The third disc includes seven songs from the 1976 Wings concert Rockshow, four songs from McCartney's 1991 appearance on MTV Unplugged, and 11 performances from his 2004 set at Glastonbury Festival. The live footage is also complemented by an optional commentary by McCartney.

Other features includes McCartney's appearance at Live Aid in 1985, the Super Bowl XXXIX Halftime Show and interviews with Melvyn Bragg and Michael Parkinson.

==Track listing==
===Disc 1===
1. "Tug of War"
2. "Say Say Say"
3. "Silly Love Songs"
4. "Band on the Run"
5. "Maybe I'm Amazed"
6. "Heart of the Country"
7. "Mamunia"
8. "With a Little Luck"
9. "Goodnight Tonight"
10. "Waterfalls"
11. "My Love"
12. "C Moon"
13. "Baby's Request"
14. "Hi, Hi, Hi"
15. "Ebony and Ivory"
16. "Take It Away"
17. "Mull of Kintyre"
18. "Helen Wheels"
19. "I've Had Enough"
20. "Coming Up"
21. "Wonderful Christmastime"

- Extras
- "Eleanor's Dream" ("Eleanor Rigby")
- "Band on the Run" (Version two)
Includes cover's photo shoot, as well as samples of "Nineteen Hundred and Eighty-Five", "Mrs.
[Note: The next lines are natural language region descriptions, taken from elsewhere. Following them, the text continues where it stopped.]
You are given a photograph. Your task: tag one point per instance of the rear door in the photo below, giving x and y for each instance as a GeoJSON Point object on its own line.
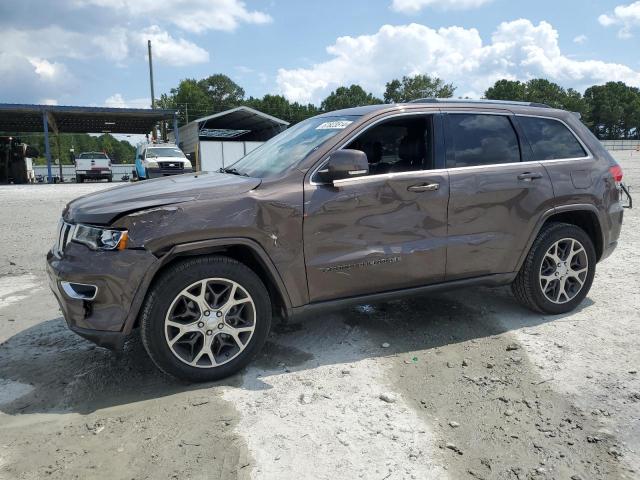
{"type": "Point", "coordinates": [497, 196]}
{"type": "Point", "coordinates": [385, 231]}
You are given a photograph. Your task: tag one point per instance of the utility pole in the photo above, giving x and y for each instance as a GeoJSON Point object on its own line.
{"type": "Point", "coordinates": [153, 97]}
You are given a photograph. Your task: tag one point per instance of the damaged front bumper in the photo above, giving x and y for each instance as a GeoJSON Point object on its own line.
{"type": "Point", "coordinates": [106, 317]}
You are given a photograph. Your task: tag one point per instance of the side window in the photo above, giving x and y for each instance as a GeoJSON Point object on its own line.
{"type": "Point", "coordinates": [480, 139]}
{"type": "Point", "coordinates": [398, 145]}
{"type": "Point", "coordinates": [550, 139]}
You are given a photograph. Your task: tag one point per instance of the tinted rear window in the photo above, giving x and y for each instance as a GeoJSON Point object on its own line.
{"type": "Point", "coordinates": [483, 140]}
{"type": "Point", "coordinates": [550, 139]}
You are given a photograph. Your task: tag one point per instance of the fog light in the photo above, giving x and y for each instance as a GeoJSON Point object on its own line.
{"type": "Point", "coordinates": [79, 291]}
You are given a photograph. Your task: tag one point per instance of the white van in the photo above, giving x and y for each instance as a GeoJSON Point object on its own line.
{"type": "Point", "coordinates": [155, 160]}
{"type": "Point", "coordinates": [93, 165]}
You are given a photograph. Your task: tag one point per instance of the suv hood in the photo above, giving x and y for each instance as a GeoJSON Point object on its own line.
{"type": "Point", "coordinates": [102, 208]}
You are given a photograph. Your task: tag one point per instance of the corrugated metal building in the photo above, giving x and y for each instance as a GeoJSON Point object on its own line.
{"type": "Point", "coordinates": [219, 140]}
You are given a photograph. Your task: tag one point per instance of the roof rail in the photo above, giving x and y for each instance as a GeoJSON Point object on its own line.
{"type": "Point", "coordinates": [484, 102]}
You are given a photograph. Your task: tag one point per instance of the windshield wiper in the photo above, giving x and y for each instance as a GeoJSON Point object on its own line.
{"type": "Point", "coordinates": [233, 171]}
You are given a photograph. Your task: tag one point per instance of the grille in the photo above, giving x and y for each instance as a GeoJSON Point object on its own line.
{"type": "Point", "coordinates": [65, 231]}
{"type": "Point", "coordinates": [170, 165]}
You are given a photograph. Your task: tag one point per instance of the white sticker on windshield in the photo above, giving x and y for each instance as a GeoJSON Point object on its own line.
{"type": "Point", "coordinates": [337, 125]}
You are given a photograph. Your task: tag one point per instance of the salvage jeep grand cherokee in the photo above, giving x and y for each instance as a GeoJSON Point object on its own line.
{"type": "Point", "coordinates": [353, 206]}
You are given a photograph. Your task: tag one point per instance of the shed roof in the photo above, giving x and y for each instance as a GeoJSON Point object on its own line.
{"type": "Point", "coordinates": [241, 118]}
{"type": "Point", "coordinates": [75, 119]}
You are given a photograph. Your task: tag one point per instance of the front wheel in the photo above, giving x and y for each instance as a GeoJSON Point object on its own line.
{"type": "Point", "coordinates": [205, 318]}
{"type": "Point", "coordinates": [558, 271]}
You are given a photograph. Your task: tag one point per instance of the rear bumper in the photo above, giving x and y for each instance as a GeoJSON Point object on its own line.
{"type": "Point", "coordinates": [117, 276]}
{"type": "Point", "coordinates": [165, 172]}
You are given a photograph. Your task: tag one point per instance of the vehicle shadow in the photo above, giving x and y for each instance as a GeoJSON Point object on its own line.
{"type": "Point", "coordinates": [67, 373]}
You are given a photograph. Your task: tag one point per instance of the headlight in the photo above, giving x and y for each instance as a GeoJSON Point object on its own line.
{"type": "Point", "coordinates": [97, 238]}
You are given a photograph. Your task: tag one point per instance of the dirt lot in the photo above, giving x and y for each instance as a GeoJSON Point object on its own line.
{"type": "Point", "coordinates": [459, 385]}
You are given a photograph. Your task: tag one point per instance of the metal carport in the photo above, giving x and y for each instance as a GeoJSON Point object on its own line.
{"type": "Point", "coordinates": [71, 119]}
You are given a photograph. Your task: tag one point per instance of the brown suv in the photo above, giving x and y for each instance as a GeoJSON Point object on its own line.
{"type": "Point", "coordinates": [352, 206]}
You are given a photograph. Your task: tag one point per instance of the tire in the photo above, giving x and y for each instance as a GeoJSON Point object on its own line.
{"type": "Point", "coordinates": [167, 305]}
{"type": "Point", "coordinates": [563, 291]}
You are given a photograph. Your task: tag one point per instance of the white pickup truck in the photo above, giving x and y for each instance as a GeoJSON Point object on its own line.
{"type": "Point", "coordinates": [93, 165]}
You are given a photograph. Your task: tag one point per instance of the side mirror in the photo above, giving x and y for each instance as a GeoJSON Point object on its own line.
{"type": "Point", "coordinates": [344, 164]}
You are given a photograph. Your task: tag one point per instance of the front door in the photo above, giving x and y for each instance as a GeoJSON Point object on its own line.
{"type": "Point", "coordinates": [384, 231]}
{"type": "Point", "coordinates": [496, 198]}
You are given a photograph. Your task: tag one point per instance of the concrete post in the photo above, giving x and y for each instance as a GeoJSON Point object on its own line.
{"type": "Point", "coordinates": [47, 149]}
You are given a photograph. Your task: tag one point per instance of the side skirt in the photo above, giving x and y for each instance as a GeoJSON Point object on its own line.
{"type": "Point", "coordinates": [494, 280]}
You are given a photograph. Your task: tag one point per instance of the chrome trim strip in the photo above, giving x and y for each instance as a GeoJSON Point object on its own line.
{"type": "Point", "coordinates": [71, 293]}
{"type": "Point", "coordinates": [388, 176]}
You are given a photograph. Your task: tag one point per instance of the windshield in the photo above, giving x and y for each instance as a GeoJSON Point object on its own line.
{"type": "Point", "coordinates": [291, 146]}
{"type": "Point", "coordinates": [96, 156]}
{"type": "Point", "coordinates": [164, 152]}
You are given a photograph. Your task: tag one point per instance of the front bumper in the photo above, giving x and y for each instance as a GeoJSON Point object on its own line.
{"type": "Point", "coordinates": [117, 275]}
{"type": "Point", "coordinates": [165, 172]}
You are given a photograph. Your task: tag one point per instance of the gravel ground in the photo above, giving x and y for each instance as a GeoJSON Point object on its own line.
{"type": "Point", "coordinates": [464, 384]}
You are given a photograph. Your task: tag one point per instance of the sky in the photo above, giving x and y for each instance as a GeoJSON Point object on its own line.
{"type": "Point", "coordinates": [93, 52]}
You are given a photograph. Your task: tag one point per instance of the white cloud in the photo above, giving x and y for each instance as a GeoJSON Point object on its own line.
{"type": "Point", "coordinates": [25, 80]}
{"type": "Point", "coordinates": [117, 44]}
{"type": "Point", "coordinates": [518, 49]}
{"type": "Point", "coordinates": [166, 49]}
{"type": "Point", "coordinates": [118, 101]}
{"type": "Point", "coordinates": [190, 15]}
{"type": "Point", "coordinates": [580, 39]}
{"type": "Point", "coordinates": [413, 6]}
{"type": "Point", "coordinates": [625, 16]}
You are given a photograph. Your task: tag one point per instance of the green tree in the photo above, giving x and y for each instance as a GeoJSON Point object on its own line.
{"type": "Point", "coordinates": [223, 92]}
{"type": "Point", "coordinates": [347, 97]}
{"type": "Point", "coordinates": [280, 107]}
{"type": "Point", "coordinates": [507, 90]}
{"type": "Point", "coordinates": [613, 110]}
{"type": "Point", "coordinates": [189, 98]}
{"type": "Point", "coordinates": [418, 86]}
{"type": "Point", "coordinates": [538, 90]}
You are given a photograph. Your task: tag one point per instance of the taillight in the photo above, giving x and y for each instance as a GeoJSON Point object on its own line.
{"type": "Point", "coordinates": [616, 173]}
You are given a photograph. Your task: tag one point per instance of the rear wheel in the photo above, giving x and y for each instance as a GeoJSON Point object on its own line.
{"type": "Point", "coordinates": [558, 271]}
{"type": "Point", "coordinates": [205, 318]}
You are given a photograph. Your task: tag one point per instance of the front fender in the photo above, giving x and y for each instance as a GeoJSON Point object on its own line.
{"type": "Point", "coordinates": [205, 247]}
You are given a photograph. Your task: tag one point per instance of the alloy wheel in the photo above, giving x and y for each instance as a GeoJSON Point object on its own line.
{"type": "Point", "coordinates": [564, 270]}
{"type": "Point", "coordinates": [210, 322]}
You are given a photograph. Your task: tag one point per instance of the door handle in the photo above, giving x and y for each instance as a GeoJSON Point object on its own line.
{"type": "Point", "coordinates": [424, 187]}
{"type": "Point", "coordinates": [529, 176]}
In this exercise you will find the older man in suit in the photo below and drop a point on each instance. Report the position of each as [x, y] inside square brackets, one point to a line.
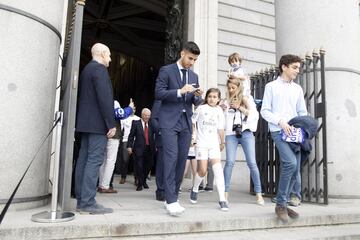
[178, 89]
[95, 122]
[141, 142]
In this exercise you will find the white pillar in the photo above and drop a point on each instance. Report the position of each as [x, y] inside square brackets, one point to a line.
[29, 61]
[202, 29]
[304, 25]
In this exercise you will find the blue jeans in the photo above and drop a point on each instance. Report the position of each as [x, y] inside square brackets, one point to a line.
[289, 169]
[91, 156]
[247, 142]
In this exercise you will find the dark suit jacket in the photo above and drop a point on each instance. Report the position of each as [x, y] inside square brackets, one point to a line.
[95, 106]
[136, 139]
[167, 84]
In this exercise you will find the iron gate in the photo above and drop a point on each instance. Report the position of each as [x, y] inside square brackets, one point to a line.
[314, 169]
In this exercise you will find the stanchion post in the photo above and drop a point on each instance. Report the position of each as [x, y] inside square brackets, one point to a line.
[54, 215]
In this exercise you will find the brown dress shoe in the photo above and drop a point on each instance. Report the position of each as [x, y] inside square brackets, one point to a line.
[103, 190]
[122, 181]
[281, 213]
[292, 214]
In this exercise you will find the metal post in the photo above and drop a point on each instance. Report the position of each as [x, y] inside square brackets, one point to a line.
[54, 215]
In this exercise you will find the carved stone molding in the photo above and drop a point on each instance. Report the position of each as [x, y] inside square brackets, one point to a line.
[174, 30]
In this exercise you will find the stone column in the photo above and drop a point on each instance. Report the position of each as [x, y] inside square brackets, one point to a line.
[302, 26]
[30, 40]
[202, 25]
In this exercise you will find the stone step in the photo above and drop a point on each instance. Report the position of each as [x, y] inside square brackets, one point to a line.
[335, 232]
[137, 214]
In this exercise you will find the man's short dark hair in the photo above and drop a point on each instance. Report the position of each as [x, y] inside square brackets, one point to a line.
[192, 48]
[287, 60]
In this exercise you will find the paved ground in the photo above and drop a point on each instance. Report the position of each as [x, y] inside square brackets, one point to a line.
[138, 214]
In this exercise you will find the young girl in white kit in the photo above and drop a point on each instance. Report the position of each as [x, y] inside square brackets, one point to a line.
[209, 122]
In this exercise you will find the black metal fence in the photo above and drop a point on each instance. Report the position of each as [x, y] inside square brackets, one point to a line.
[314, 169]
Vandebilt" and "Bluebird".
- "Junior's Farm"
- "London Town"
- "Mull of Kintyre" (Elstree studios)

===Disc 2===
1. "Pipes of Peace"
2. "My Brave Face"
3. "Beautiful Night"
4. "Fine Line"
5. "No More Lonely Nights"
6. "This One"
7. "Little Willow"
8. "Pretty Little Head"
9. "Birthday" (live)
10. "Hope of Deliverance"
11. "Once Upon a Long Ago"
12. "All My Trials"
13. "Brown Eyed Handsome Man"
14. "Press"
15. "No Other Baby"
16. "Off the Ground"
17. "Biker Like an Icon"
18. "Spies Like Us"
19. "Put It There"
20. "Figure of Eight"
21. "C'Mon People"

Extras
- Excerpts from Parkinson
- "So Bad"
- "Creating Chaos at Abbey Road"

===Disc 3===
Rockshow
1. "Venus and Mars"
2. "Rock Show"
3. "Jet"
4. "Maybe I'm Amazed"
5. "Lady Madonna"
6. "Listen to What the Man Said"
7. "Bluebird"

MTV Unplugged
1. "I Lost My Little Girl"
2. "Every Night"
3. "And I Love Her"
4. "That Would Be Something"

Glastonbury
1. "Jet"
2. "Flaming Pie"
3. "Let Me Roll It"
4. "Blackbird"
5. "Band on the Run"
6. "Back in the U.S.S.R."
7. "Live and Let Die"
8. "Hey Jude"
9. "Yesterday"
10. "Helter Skelter"
11. "Sgt. Pepper's Lonely Hearts Club Band (Reprise)" / "The End"

Extras
- Live Aid performance
1. "Let It Be"
- Super Bowl XXXIX Halftime Performance
2. "Drive My Car"
3. "Get Back"
4. "Live and Let Die"
5. "Hey Jude"

==Hidden extras==
Some videos on the first two discs have different angles, because one angle is an edited version of the original; the other the original. On disc one, "Goodnight Tonight" and "Baby's Request" have different angles. The edited angle on "Goodnight Tonight" has an old film effect, but include different shots from the original, unedited video. The edited angle on "Baby's Request" is full screen, but it is in sepia and resembles a video from a film projector. The second disc's different angle is McCartney's 2005 "Fine Line", where most of the video is just white with slight outlines of McCartney playing the instrument with bits of colour and a few seconds of live-action from the original music video appearing later.